First, you might want to be more flexible about your options. “The choice neighborhoods, they’re just not going to be there or they’re going to be way too expensive,” Shin says. It might mean a longer commute or a less-than-ideal location, but you might be able to find a better deal or an easier route to moving in.

You can also be more flexible about the type of rental unit you’re looking for, Shin says. In many cases, this means being willing to go for a smaller place or somewhere with fewer amenities, but that isn’t always true. In highly competitive cities like New York, it might be easier to find a one-bedroom apartment in another neighborhood than a studio in your dream spot.

Find ways to negotiate

Prospective renters can also negotiate the length of the lease – offer to sign for a longer term for a better deal – or find roommates, Liu says. “These are things that may take people out of your comfort zone,” she says.

There could be drawbacks, particularly in hot cities like New York, to going the roommate route, Shin says. “Everybody’s got to get all of their paperwork together, know their income and financial situation,” she says.

For those who are currently in a place and face rising rents, Liu advises that you talk with your landlord or property manager about concerns. She’s heard of landlords offering extensive payment plans or other options for current tenants facing increases. “What we’re seeing is more flexibility from owners and operators on when and how they accept payments,” she says.

Pro Tip

If you’re in an apartment or a rental unit and your landlord is raising your rent beyond what you can afford, your first call should be to your current landlord. They may be willing to negotiate in order to avoid having to put the unit back on the market.

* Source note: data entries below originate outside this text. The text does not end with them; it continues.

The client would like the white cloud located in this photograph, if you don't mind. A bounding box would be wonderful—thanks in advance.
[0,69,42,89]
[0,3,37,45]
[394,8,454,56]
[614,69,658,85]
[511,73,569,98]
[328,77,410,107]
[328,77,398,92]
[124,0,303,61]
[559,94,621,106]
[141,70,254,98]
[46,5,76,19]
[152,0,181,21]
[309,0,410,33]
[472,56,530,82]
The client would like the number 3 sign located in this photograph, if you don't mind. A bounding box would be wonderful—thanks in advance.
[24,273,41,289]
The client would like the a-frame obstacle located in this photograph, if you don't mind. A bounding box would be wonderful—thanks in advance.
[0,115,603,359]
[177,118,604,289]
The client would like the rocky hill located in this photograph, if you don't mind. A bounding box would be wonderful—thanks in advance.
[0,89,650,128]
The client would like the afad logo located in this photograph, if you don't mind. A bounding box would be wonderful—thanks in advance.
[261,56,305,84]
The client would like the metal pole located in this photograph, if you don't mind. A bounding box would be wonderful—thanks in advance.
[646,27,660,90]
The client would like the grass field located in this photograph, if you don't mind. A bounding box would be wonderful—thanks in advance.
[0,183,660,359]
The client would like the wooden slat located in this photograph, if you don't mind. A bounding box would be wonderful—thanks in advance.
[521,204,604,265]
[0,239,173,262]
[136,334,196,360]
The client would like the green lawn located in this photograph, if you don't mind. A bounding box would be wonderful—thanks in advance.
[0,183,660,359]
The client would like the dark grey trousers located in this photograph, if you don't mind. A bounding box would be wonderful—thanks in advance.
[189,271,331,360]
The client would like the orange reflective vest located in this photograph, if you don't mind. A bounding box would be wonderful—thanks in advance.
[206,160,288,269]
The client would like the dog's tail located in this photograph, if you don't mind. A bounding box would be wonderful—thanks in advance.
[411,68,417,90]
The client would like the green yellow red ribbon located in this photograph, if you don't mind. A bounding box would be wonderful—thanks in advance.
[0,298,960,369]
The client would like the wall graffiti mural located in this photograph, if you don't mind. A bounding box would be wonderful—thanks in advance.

Preparing Yourself for This Rental Market

Landlords and property managers often have more prospective tenants than they have units, so you need to make yourself stand out from the crowd. 

Have your financial documents ready

The best way to stand out is to have your paperwork in order and your finances in the best possible shape.

You want your rental application to be as good as it can be, Carberry says. That means make sure you have a good credit history, were not late on previous rent payments, and have your finances in good shape – you can afford the rental payments. “That’s what’s going to put you at the top of the list in order to rent a place,” he says.

Importantly, don’t go for a place you can’t afford just because it’s available now. “The worst thing you can do is be house poor and have to break that lease,” Carberry says. “That will put you at the back of the line for the next apartment.”

In New York City, Shin says, the “gold standard” credit score to get an apartment is at least 680, but landlords will also consider your credit history, looking for red flags such as high balances. In terms of income, they want you to be making 40 times one month’s rent, or to at least have that in your savings. And you need to have all of that paperwork ready to go. “If you don’t have those things, they’re not going to wait for you,” Shin says.

Be patient

Overall, prospective renters need a combination of patience and preparedness, Carberry says. The perfect spot might not be available now, but you should be ready to go when it is. “Be patient because something will come up that you’re looking for. Be ready to act but don’t act on something unless it’s right for you,” he says.